Around the table: Kati Turner
Kati Turner has worked as a service user researcher at the Population Health Research Institute at St George’s, University of London, since 2005. As part of her role she helped to set up and currently co-facilitates the Peer Expertise in Education and Research (PEER) Group, made up of service users and carers interested in contributing to research and education. Kati has a particular interest in service user involvement and collaborative partnerships and evaluating the impact of these on the research process and findings. She also undertakes freelance work in the public and patient involvement field, including INVOLVE and the Research Design Service.
I found this a very useful and enjoyable discussion and was pleased to be given the opportunity to contribute to the debate. A number of points stood out for me. The language we use to define involvement: in some areas ‘participation’, ‘engagement’ and ‘involvement’ are used interchangeably when they mean different things. This could have a negative effect on any future impact evaluation.
‘Coproduction’ is being used increasingly in the research and health field; what impact does this have? Should we widen out the area we are evaluating to incorporate all research perspectives, rather than just the public and patient one? Should we unpick in more detail the different areas that involvement can impact upon? For example, impact on the research process; research findings; on the people involved; on future research work; on values and ethos, on system models and, finally, on services and service delivery.
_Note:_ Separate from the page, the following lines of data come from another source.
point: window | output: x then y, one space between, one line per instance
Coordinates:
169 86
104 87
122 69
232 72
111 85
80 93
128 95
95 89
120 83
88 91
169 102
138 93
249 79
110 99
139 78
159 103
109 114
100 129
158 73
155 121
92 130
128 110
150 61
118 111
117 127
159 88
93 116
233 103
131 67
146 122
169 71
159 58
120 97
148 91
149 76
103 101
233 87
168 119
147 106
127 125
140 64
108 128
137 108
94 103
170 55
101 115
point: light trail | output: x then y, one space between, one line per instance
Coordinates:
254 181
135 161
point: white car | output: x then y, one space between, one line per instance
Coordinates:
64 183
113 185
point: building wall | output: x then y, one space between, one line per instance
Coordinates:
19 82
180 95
Should we also focus on research where involvement has presented challenges – for example, in projects where knowledge about involvement is lacking or has been more of a tick box affair. We should also think about the methodology for assessing impact – there is no set way but a sharing of what we have used and what has worked in different settings would be useful. We need to know more about who is interested in impact and why – where does the power lie in commissioning/funding this area? Should research funders impose the same obligation on researchers to evaluate the impact of public and patient involvement as they do on providing it??